He started to school at the Fairmount West Ward (Old Academy) and entered Fairmount High School in 1945 where he was very successful in sports, drama, art, and band. At graduation exercises in May of 1949, he received the dramatic, art, and athletic awards. He also placed first in the Indiana State Contest of the National Forensic League with his presentation of "The Madman" by Dickens, and sixth in the National contest held at Longmont, Colorado.

After graduation he enrolled in college in California (U.C.L.A.) where he majored in drama for two years before leaving U.C.L.A. for New York. Jimmy pounded the pavement of Broadway for two years seeking a "break" on the stage. His first role was in the play See the Jaguar with Arthur Kennedy and Constance Ford. Later, as the blackmailing Arab in The Immoralist, he won the Daniel Blum Award as the most promising newcomer of 1954 and a movie contract with Elia Kazan for East of Eden. He also appeard in some of the best TV programs, including Schlitze Playhouse, Studio One, and Kraft Theater.

The movie-going public first saw James Dean on the screen in East of Eden with Julie Harris. In this film, Jimmy was an overnight sensation. Fame and fortune seemed his. In his second film Rebel Without a Cause he was ably supported by co-stars, Natalie Wood and Sal Mineo. For his performance in East of Eden he was nominated for an Academy Award. He received the first Audience Poll Award as Best Actor in 1955. His film awards with many other artifacts and memorabilia from the family collection are on display in the Dean Memorial Exhibit at the Fairmount Historical Museum, 203 East Washington St., Fairmount, Indiana.

Jimmy had looks, appeal, talent, a serious attitude toward his profession and a keen desire to become a director.
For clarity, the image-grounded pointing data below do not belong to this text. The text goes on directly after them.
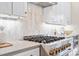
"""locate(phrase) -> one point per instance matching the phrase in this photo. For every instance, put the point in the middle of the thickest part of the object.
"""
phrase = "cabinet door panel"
(19, 8)
(5, 7)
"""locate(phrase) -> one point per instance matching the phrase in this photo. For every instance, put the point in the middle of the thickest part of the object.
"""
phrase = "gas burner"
(42, 39)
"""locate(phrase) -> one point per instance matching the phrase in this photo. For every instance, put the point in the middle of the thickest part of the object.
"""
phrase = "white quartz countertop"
(17, 45)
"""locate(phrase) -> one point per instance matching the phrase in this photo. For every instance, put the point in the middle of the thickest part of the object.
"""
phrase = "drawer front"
(33, 52)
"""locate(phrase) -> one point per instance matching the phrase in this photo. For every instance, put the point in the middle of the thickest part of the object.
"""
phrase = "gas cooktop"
(42, 39)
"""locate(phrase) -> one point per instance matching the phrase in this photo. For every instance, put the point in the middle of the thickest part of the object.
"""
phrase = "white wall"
(60, 12)
(75, 16)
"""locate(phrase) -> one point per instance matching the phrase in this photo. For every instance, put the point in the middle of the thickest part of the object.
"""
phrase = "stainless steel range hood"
(44, 4)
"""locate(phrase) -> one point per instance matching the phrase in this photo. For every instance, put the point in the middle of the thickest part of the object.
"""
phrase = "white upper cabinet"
(5, 8)
(59, 14)
(19, 8)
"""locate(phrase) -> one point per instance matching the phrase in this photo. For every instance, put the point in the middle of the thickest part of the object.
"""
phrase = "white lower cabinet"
(32, 52)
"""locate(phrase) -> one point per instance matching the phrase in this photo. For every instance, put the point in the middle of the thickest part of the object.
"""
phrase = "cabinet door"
(5, 7)
(19, 8)
(32, 52)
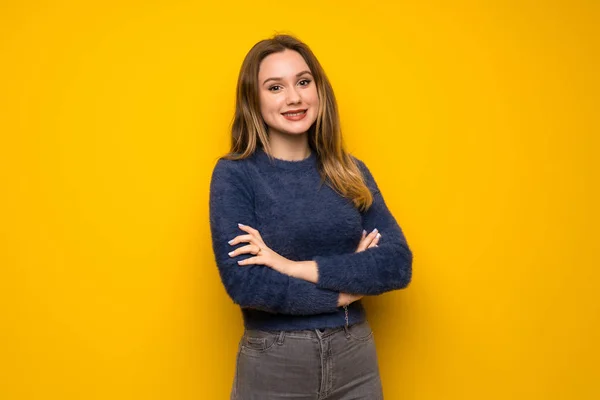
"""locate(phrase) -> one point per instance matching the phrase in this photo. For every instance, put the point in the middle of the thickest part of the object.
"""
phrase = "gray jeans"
(334, 364)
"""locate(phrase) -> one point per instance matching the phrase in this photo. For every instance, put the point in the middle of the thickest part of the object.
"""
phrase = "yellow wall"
(479, 121)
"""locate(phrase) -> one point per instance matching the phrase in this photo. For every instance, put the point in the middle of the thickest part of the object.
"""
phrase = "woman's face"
(286, 84)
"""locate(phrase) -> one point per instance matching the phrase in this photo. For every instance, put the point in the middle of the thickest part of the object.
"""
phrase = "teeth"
(294, 114)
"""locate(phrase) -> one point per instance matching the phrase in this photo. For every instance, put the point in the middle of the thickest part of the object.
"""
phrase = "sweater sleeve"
(254, 286)
(375, 270)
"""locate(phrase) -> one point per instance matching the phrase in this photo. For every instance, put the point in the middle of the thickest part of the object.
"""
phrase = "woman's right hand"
(366, 242)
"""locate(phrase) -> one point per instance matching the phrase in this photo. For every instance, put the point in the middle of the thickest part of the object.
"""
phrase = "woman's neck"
(289, 147)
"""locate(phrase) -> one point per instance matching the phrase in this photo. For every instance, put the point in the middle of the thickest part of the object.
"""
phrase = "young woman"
(297, 225)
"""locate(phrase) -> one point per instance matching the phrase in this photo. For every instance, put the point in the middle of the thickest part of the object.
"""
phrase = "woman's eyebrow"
(298, 75)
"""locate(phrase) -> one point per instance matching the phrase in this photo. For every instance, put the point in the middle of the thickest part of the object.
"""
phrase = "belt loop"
(280, 338)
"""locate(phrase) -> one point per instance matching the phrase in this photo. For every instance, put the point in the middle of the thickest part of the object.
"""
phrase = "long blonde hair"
(336, 167)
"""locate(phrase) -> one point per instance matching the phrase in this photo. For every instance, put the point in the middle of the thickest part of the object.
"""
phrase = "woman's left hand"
(263, 255)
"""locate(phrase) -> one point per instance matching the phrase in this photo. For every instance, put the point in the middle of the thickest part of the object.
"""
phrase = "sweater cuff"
(315, 300)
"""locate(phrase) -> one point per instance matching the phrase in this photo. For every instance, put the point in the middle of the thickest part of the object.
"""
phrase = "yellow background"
(479, 121)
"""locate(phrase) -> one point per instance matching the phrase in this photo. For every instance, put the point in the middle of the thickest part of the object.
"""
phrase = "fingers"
(250, 261)
(375, 240)
(249, 229)
(367, 241)
(241, 239)
(248, 249)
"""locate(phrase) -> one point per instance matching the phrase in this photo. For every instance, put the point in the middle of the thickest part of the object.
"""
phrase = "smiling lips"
(294, 115)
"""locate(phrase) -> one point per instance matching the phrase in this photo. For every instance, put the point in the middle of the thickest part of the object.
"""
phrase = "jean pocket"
(256, 342)
(361, 331)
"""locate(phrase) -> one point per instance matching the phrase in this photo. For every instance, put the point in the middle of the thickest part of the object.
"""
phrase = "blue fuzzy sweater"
(301, 219)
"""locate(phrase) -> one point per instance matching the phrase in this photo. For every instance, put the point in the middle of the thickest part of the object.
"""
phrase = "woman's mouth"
(294, 116)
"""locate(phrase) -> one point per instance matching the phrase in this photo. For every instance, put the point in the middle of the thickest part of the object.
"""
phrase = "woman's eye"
(279, 86)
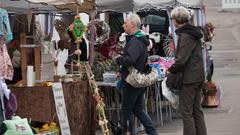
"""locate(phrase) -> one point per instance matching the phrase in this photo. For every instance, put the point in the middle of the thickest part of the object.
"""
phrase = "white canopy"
(101, 5)
(133, 5)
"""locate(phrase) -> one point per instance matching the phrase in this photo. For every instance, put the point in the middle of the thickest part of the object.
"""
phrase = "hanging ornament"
(78, 29)
(29, 17)
(101, 33)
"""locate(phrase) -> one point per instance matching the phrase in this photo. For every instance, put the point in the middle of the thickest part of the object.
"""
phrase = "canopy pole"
(92, 39)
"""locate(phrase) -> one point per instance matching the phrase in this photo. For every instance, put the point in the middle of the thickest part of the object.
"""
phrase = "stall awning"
(73, 5)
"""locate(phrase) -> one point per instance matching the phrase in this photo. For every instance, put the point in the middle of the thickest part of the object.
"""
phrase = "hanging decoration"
(101, 33)
(77, 28)
(102, 120)
(29, 17)
(61, 28)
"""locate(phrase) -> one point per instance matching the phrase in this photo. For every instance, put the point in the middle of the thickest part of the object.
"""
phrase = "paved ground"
(224, 120)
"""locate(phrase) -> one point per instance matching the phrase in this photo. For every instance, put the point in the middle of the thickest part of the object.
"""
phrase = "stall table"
(37, 103)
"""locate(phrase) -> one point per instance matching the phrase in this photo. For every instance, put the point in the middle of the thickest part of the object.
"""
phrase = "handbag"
(138, 80)
(174, 81)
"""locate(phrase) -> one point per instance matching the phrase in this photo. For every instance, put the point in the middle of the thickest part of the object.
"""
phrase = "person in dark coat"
(135, 53)
(189, 61)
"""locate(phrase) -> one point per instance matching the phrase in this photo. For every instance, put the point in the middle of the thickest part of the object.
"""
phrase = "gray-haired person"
(189, 61)
(135, 53)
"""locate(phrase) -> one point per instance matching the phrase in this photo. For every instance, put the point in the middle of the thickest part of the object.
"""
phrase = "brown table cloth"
(37, 103)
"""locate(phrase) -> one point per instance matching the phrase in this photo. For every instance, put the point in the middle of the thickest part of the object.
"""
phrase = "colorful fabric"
(5, 29)
(6, 68)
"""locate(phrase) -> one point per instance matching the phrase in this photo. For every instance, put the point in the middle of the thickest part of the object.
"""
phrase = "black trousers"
(191, 110)
(134, 105)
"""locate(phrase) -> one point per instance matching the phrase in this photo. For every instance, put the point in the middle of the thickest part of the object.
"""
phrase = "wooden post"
(25, 49)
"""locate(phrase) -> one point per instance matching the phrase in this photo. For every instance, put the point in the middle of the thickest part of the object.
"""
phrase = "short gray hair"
(133, 17)
(181, 15)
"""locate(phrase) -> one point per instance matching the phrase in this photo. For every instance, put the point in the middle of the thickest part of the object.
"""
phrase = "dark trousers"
(134, 104)
(191, 110)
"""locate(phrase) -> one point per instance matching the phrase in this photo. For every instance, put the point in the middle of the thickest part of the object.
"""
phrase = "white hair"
(133, 17)
(181, 15)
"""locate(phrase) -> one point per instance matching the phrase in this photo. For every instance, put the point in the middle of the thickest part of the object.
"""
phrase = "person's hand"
(115, 58)
(78, 52)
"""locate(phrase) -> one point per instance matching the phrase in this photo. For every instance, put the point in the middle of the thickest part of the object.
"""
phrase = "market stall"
(35, 96)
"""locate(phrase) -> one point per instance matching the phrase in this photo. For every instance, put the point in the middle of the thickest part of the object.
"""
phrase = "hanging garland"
(101, 29)
(78, 29)
(100, 106)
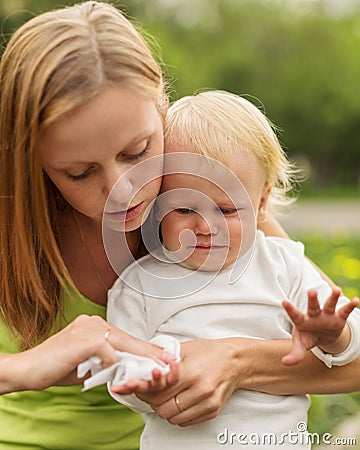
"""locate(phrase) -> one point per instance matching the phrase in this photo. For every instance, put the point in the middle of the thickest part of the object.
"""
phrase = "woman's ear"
(262, 209)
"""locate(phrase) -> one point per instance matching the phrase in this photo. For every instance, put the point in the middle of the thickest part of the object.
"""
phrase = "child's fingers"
(295, 315)
(345, 310)
(330, 304)
(313, 304)
(130, 387)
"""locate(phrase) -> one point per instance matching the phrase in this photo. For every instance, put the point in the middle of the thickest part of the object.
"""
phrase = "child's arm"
(323, 327)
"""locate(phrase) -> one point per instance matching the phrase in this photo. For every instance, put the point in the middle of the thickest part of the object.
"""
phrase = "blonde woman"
(82, 101)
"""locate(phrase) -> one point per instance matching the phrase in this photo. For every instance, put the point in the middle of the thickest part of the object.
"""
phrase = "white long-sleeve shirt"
(153, 297)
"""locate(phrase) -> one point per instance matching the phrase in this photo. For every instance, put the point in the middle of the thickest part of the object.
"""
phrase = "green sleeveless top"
(64, 417)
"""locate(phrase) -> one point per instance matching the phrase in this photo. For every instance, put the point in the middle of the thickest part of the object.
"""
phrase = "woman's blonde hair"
(53, 63)
(219, 124)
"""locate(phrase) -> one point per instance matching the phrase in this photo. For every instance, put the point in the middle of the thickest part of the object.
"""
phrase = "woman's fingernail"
(168, 356)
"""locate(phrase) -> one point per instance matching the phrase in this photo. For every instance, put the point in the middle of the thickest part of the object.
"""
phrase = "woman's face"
(88, 150)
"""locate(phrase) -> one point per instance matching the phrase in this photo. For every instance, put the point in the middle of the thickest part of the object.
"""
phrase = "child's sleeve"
(311, 279)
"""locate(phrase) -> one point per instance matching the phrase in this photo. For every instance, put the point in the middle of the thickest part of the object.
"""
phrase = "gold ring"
(178, 404)
(107, 334)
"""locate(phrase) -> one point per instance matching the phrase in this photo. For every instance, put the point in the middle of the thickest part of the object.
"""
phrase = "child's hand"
(325, 328)
(158, 383)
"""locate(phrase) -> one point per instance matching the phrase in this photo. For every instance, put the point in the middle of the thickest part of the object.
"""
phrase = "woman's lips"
(126, 215)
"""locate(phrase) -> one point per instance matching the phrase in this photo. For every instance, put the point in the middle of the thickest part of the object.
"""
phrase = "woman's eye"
(139, 155)
(82, 176)
(227, 211)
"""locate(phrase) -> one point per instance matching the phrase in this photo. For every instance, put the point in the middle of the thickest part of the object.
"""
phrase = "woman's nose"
(118, 186)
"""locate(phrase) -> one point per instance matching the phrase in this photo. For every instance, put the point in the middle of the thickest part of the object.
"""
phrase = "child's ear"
(262, 209)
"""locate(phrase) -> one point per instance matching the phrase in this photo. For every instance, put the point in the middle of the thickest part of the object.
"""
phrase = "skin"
(210, 214)
(201, 383)
(84, 154)
(198, 402)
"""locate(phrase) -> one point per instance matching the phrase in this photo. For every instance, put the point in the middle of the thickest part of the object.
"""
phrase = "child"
(215, 276)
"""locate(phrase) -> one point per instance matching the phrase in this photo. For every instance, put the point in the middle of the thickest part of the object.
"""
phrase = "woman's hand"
(209, 374)
(54, 361)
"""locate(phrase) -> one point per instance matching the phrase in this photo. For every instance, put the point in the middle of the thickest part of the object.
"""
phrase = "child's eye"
(183, 210)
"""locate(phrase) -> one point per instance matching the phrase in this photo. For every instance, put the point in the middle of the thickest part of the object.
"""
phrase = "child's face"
(206, 224)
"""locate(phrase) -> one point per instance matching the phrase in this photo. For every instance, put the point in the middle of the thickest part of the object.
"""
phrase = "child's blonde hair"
(220, 124)
(52, 64)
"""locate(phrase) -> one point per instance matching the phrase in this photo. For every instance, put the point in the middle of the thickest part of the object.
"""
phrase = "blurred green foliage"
(339, 257)
(297, 57)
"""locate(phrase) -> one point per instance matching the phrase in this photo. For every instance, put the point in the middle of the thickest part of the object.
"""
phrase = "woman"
(81, 102)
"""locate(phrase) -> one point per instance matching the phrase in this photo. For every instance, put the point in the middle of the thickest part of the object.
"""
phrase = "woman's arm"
(54, 361)
(212, 370)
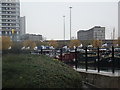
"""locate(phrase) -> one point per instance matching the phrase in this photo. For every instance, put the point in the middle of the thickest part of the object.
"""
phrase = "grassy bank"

His friends and co-workers felt his sensitivity and talent. Rugged sports were a necessity in his life. Often at Warner Brothers Studio he would spar with an athletic coach. His first purchase in Hollywood was a beautiful Palomino horse, next a motorcycle and finally his $7,000 German made sports car, a Porshe Spyder 550. During the filming of Giant with Elizabeth Taylor and Rock Hudson, the studio forbade him to engage in any kind of sports racing. The day after the film was completed, Jimmy was happily preparing for one of the year's most important and exciting sports car racing events. He left Los Angeles headed for the race in his Porshe--suddenly at the intersection of Routes 466 and 41 near Cholame, a car appeared--a collision and death came instantly to Dean at age 24, September 30, 1955. Jimmy was brought back to Fairmount and laid to rest in the Winslow family plot in Park Cemetery, Fairmount, a short distance from the farm home where he grew up. Funeral Service were held at the Fairmount Friends Church, October 8, 1955.

This young man from Fairmount--his memory will live on--the handsome, gifted, fascinating and restless boy on his way to become one of the greatest actors of his time, through his films, the museum, his fans and the annual Fairmount "Museum Days" Festival--Remebering James Dean the last three day weekend in September.